DPOAEs were used to assess OHC function non-invasively as detailed previously51,52. Briefly, 2 phase-locked pure tone stimuli (f1, f2) were generated by 24-bit D/A converters (Lynx22 soundcard) and conveyed through separate earphones. The primary tone frequencies were presented such that f2/f1 = 1.25, and f2 intensity was 10 dB lower than f1. The earphone outputs, along with a low-distortion probe microphone (Etymotic Research, ER-10B+) were sealed within the external ear canal, forming a closed acoustic system. Acoustic emissions recorded by the probe microphone were amplified 40 dB and sampled with a 24-bit A/D converter (Lynx Studio Technology, L22) at 48 kHz for tone frequencies below 5 kHz or at 192 kHz at tone frequencies above 5 kHz. FFT analyses were used to compute level/phase of component DPOAEs and their corresponding noise floors.
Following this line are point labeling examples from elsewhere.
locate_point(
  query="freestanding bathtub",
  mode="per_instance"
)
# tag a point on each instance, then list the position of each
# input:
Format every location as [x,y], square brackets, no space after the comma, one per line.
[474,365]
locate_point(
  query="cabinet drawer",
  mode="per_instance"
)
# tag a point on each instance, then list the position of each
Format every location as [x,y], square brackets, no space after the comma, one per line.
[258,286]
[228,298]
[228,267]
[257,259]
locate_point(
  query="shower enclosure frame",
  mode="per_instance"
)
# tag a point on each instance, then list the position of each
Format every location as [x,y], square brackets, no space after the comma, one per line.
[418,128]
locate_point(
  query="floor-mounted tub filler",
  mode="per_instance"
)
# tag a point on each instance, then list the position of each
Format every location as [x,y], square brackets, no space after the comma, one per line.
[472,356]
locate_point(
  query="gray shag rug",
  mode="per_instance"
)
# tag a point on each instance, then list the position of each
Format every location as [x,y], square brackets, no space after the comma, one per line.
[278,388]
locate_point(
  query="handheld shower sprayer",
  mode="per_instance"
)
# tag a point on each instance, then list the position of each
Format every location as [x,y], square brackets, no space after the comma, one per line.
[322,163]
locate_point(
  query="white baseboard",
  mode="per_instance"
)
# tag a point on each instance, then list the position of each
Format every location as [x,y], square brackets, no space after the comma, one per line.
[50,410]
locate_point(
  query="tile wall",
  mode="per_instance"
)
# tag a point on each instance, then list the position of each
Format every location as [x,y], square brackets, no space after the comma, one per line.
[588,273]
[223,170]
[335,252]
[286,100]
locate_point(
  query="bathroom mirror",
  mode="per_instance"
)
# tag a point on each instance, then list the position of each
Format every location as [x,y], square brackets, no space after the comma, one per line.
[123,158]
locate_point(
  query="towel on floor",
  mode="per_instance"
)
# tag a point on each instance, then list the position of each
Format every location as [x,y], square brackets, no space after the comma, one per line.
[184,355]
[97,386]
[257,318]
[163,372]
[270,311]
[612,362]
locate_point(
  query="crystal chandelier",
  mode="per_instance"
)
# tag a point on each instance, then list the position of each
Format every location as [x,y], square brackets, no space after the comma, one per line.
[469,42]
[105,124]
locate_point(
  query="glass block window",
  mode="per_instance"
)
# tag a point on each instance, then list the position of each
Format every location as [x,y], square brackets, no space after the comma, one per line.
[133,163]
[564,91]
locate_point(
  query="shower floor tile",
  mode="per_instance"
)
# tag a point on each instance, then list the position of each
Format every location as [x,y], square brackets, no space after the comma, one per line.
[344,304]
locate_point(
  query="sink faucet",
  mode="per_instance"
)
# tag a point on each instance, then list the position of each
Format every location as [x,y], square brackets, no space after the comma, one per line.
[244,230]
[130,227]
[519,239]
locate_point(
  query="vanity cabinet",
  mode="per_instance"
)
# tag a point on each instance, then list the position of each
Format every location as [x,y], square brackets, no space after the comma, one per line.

Physiological results were analyzed using a two-way mixed analysis of variance (IBM SPSS version 22), with genotype (WT, Tg1MDW hemizygous and Tg1MDW/1MDW homozygous groups) as the between-subject variable. For ABRs, stimulus type (click and frequencies from 2 to 22.6 kHz) was the repeated measure, for DPOAE frequency sweeps, f2 frequency (4 to 64 kHz) was the repeated measure, and for DPOAE input-output curves, f1 level (10 to 75 dB SPL) was the repeated measure. Bonferroni adjustments were made for multiple comparisons and data were analyzed further using one-way analysis of variance (ANOVA) and Dunnett C tests were used for multiple comparisons. Differences between means were considered statistically significant when P < 0.05.